Davis, a former librarian, hand-delivered the book from California to Portsmouth on Monday.  A local antique dealer authenticated it and Boggis formally accepted the gift on behalf of the Trail.

While Davis was in the area she met with Trail founder Valerie Cunningham, toured historic sites in Portsmouth and Milford including the African Burying Ground, reviewed the Black History archive at Portsmouth Athenaeum, attended a living history presentation about Ona Judge, and visited Rock Rest, the African American guest house listed in the Green Book.

Local African Americans instrumental in making, discovering, and preserving New Hampshire’s Black history, read selections from Wilson’s novel, at a ceremonial reading at the church in Milford where Harriet Wilson was married. Reader’s included Melanie Levesque, first African American State Senator in New Hampshire, Brenda Lett, a long-time civil rights activist in Greater Manchester, Nadine Thompson, award-winning entrepreneur, and Claudette Williams, founding member of the Harriet Wilson Project.

Milford Historical Society (MHS) and BHTNH co-sponsored the public reading and reception which followed. The event was also broadcast via Zoom and will be posted to the Trail’s website.

Davis had a distinguished career as a medical librarian at UC Davis in California. When she retired in 2014, she was Assistant Head, Health Sciences Libraries, and Operational Head of the Blaisdell Medical Library. She lives in Oakland, CA.

When Wilson published the novel, she was free but formerly an indentured servant in Milford. Her stated hope was to earn sufficient money to “support herself and child.” Instead, her novel, Our Nig; or Sketches From the Life of A Free Black, became a powerful and controversial narrative that continues to touch and unsettle readers around the world.
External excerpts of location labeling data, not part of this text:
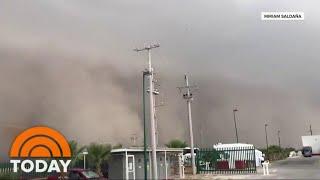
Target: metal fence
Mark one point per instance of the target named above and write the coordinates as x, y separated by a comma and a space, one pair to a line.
230, 160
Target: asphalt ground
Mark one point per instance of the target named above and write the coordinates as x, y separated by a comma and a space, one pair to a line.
290, 168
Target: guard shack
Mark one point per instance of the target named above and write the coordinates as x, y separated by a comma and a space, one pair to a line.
129, 163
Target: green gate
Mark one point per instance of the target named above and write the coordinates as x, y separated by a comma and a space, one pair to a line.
228, 160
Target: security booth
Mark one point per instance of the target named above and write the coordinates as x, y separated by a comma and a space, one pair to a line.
128, 163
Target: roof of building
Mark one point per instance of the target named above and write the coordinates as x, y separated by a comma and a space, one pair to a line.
140, 149
232, 145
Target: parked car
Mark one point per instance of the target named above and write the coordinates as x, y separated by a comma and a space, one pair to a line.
77, 174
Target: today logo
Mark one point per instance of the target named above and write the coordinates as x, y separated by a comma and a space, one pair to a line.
35, 148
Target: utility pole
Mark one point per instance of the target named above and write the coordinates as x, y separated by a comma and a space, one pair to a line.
265, 130
151, 108
145, 73
189, 98
310, 130
235, 123
279, 138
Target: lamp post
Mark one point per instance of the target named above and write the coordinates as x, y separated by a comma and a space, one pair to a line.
265, 129
84, 158
235, 123
279, 139
151, 109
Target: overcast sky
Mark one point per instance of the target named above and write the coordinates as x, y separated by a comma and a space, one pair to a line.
72, 62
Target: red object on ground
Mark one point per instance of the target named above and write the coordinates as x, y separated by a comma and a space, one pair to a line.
240, 164
222, 165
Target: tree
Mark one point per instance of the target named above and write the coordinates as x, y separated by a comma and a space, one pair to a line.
97, 153
176, 143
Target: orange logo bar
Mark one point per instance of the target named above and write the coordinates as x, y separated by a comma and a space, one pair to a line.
40, 142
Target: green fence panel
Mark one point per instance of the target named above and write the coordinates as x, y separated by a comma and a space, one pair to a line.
227, 160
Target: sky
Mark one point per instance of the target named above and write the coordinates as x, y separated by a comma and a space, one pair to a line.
71, 65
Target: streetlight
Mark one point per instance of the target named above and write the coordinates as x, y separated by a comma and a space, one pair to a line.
279, 139
265, 129
235, 123
151, 109
85, 152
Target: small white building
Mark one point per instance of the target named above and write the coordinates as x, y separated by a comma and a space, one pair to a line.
128, 163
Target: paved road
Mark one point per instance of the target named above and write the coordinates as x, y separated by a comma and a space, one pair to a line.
290, 168
296, 168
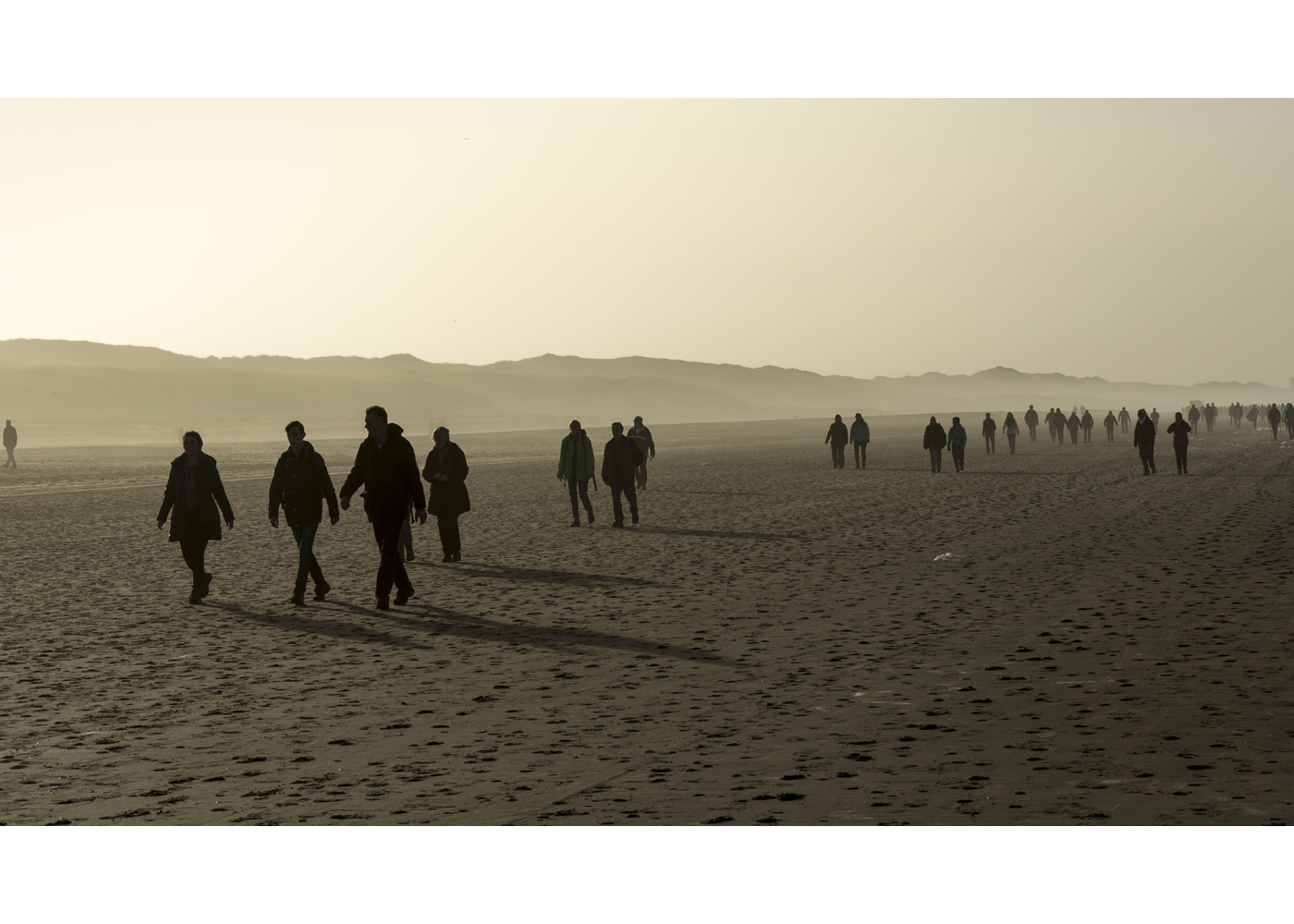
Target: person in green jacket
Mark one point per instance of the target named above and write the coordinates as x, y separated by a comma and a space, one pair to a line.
576, 468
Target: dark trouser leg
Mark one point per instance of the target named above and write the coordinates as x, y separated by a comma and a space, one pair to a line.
391, 569
307, 565
193, 546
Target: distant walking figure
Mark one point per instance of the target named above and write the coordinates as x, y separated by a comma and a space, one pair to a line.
1179, 429
193, 493
958, 444
1012, 430
446, 471
642, 436
1142, 439
618, 459
575, 468
300, 485
10, 440
934, 440
860, 433
387, 470
837, 435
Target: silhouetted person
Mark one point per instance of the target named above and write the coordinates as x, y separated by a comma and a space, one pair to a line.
10, 442
934, 440
860, 433
989, 432
387, 468
1179, 429
193, 493
958, 444
300, 485
642, 436
575, 468
618, 459
1142, 439
1012, 430
837, 435
446, 500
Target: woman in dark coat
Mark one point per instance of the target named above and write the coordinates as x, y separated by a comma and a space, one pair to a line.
446, 470
193, 492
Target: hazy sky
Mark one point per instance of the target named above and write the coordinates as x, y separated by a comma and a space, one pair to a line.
1136, 241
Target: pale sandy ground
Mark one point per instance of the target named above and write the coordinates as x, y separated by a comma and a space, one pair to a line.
773, 645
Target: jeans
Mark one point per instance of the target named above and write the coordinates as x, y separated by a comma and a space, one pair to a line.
307, 565
391, 571
582, 485
617, 511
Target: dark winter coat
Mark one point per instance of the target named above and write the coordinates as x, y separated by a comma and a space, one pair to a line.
388, 477
446, 498
300, 485
618, 459
211, 492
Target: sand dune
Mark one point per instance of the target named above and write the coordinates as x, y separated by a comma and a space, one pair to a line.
774, 645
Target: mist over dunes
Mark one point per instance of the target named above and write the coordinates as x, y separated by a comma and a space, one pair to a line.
75, 391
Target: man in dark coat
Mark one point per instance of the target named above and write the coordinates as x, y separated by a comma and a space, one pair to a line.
618, 459
300, 485
934, 440
193, 493
388, 471
1142, 439
837, 435
446, 471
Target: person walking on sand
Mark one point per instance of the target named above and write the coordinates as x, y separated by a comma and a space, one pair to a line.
642, 436
196, 498
10, 442
618, 459
387, 470
958, 444
1012, 430
575, 468
860, 433
446, 471
837, 435
1179, 429
934, 440
1142, 440
300, 485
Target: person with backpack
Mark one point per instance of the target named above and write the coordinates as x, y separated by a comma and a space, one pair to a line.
300, 485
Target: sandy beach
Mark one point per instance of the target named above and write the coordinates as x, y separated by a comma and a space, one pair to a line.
773, 645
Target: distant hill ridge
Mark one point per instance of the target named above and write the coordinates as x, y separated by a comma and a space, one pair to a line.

Long thought to be the work of a white author, Wilson’s novel sunk into obscurity until 1983 when Henry Louis Gates republished the novel with his discoveries that the author was African American and that the story was largely autobiographical.

Jerrianne Boggis founded the Harriet Wilson Project in 2003 with Mabelle Barnette, Gloria Henry, and Claudette Williams, in response to an op-ed in Milford’s local paper outlining why high school students should not study Wilson’s novel. The group later expanded to include historian Barbara White, author Stasia Millett, and artist Napoleon-Jones Henderson.

Eventually, the town of Milford agreed to locate a memorial in Bicentennial Park and the Project commissioned sculptor Fern Cunningham to create a statue, unveiled in 2006, to commemorate Harriet Wilson. BHTNH offers tours of Milford each year, telling little-known stories of people, places, and events spanning three centuries that bring the town’s African American heritage to life.